A 63-year-old female with a history of hypertension, diabetes type 2, and prior history of acute kidney injury presented with progressive whole-body jerky movements and generalized weakness. Labs revealed serum magnesium of 0.7 mg/dL and elevated lactic acid (2.6 mmol/L), without infection or other obvious etiology. A similar episode with severe hypomagnesemia and hypocalcemia occurred 6 months prior. Workup revealed a 24-hour urine magnesium of 365 mg and fractional excretion of magnesium of 81.6%, indicating profound renal magnesium wasting. Urine calcium was normal (150 mg/24h), arguing against Gitelman syndrome. Given the presence of intermittent severe hypocalcemia and absence of hypocalciuria, Type V Bartter syndrome—linked to gain-of-function mutations in the calcium-sensing receptor—was considered. The patient required aggressive intravenous magnesium replacement with symptomatic improvement and resolution of jerky movements. Oral magnesium oxide was initiated along with empagliflozin, which has been shown to reduce urinary magnesium excretion.
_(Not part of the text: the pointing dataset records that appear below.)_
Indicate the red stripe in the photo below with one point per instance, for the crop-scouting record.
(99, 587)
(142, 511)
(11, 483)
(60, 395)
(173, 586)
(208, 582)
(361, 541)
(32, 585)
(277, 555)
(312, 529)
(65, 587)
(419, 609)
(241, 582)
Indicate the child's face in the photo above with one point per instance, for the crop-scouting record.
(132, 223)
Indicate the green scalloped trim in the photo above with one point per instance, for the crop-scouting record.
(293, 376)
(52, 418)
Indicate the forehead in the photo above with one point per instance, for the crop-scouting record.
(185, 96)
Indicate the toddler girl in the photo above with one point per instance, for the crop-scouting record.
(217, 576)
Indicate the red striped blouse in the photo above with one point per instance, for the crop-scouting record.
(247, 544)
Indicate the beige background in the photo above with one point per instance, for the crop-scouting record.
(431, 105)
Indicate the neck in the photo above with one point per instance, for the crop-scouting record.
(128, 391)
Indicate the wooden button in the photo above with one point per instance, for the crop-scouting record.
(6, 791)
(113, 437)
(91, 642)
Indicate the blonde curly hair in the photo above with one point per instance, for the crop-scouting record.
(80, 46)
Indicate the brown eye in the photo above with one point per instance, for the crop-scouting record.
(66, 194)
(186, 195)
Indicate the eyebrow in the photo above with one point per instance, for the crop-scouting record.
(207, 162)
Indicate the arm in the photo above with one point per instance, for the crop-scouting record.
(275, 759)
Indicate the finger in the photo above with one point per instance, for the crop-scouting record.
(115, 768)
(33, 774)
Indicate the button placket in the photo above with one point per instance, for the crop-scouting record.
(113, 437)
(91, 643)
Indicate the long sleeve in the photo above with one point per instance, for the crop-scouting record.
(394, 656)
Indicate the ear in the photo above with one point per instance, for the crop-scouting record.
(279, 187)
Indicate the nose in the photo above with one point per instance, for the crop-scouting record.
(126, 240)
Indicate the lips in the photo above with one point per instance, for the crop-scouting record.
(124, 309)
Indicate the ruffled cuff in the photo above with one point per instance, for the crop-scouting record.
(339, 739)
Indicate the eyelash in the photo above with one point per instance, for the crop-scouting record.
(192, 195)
She was discharged in stable condition with outpatient nephrology and neurology follow-up, and pending genetic testing.

Discussion

This case highlights the importance of considering renal magnesium wasting in patients with unexplained neuromuscular symptoms and chronic hypomagnesemia. The biochemical profile and clinical history strongly suggest Type V Bartter syndrome, a rare cause of hypomagnesemia that warrants further genetic confirmation. Persistent, severe hypomagnesemia with neuromuscular symptoms should prompt evaluation for renal magnesium wasting. In the absence of hypocalciuria, Type V Bartter syndrome should be suspected. Early diagnosis and targeted management can significantly improve clinical outcomes.